The number of NiMH batteries manufactured up to this date is significant, and the global annual production is also increasing, as Toyota plans to increase the sale of Prius hybrid model by 2020 [2]. Although REEs account for more than 30 wt% of a NiMH battery, the global recycling rates of REEs from end of life NiMH batteries is less than 1% [1,3]. Considering the great opportunity, it is essential to develop efficient processes for the recovery of REEs from this class of WEEE.
Current recycling practices rely on either pyrometallurgy or hydrometallurgy. The former in highly energy intensive and the latter relies on large volumes of acids and organic solvents, generating large volumes of hazardous residues. This study is focused on developing an innovative and sustainable process for the urban mining of REEs from NiMH battery. The developed process relies on supercritical fluid extraction (SCFE) utilizing carbon dioxide as the solvent, which is inert, safe, and abundant. This process is very efficient because it runs at low temperature, and does not produce hazardous waste, while recovering about 90% of REEs. Furthermore, we proposed a mechanism for the SCFE of REEs, where we considered a trivalent REE state bonded with three Tri-n-butyl phosphate (TBP) molecules and three nitrates model for the extracted rare earth TBP complex. The SCFE process is an efficient and environmentally friendly process to valorize postconsumer NiMH battery without utilizing hazardous reagents; therefore, it minimizes the negative impacts of process tailings. This novel process proves to be a promising technique that can help realize the technological potential of REE recovery from post consumer WEEE, particularly NiMH battery

References:
[1] Tunsu, C.; Petranikova, M.; Gergorić, M.; Ekberg, C.; Retegan, T. Reclaiming rare earth elements from end-of-life products: a review of the perspectives for urban mining using hydrometallurgical unit operations. Hydrometallurgy 2015, 156, 239–258.

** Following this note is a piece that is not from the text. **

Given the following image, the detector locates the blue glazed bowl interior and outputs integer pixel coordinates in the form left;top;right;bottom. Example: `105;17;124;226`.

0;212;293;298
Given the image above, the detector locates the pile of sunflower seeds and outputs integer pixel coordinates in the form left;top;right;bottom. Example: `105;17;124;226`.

[2] Toyota. Worldwide sales of TMC hybrids top 5 million units, URL: http://corporatenews.pressroom.toyota.com/releases/worldwide+toyota+hybrid+sales+top+6+million.htm?view_id=35924.
[3] Ekberg, C.; Petranikova, M.; Koniecko, I. H.; Retegan, T.; Tunsu, C. Hydrochemical routes to recycle NiMH batteries and fluorescent lamps. In Critical Metal Symphosium; Sendai, Japan, 2016; pp 1–6.
[4] Tang, K. Recycling the rare earth elements from waste NiMH Batteries and magnet scraps by pyrometallurgical processes. 2014, No. November 2015.
[5] Alonso, E.; Sherman, A. M.; Wallington, T. J.; Everson, M. P.; Field, F. R.; Roth, R.; Kirchain, R. E. Evaluating rare earth element availability: a case with revolutionary demand from clean technologies. Environ. Sci. Technol. 2012, 46, 3406–3414.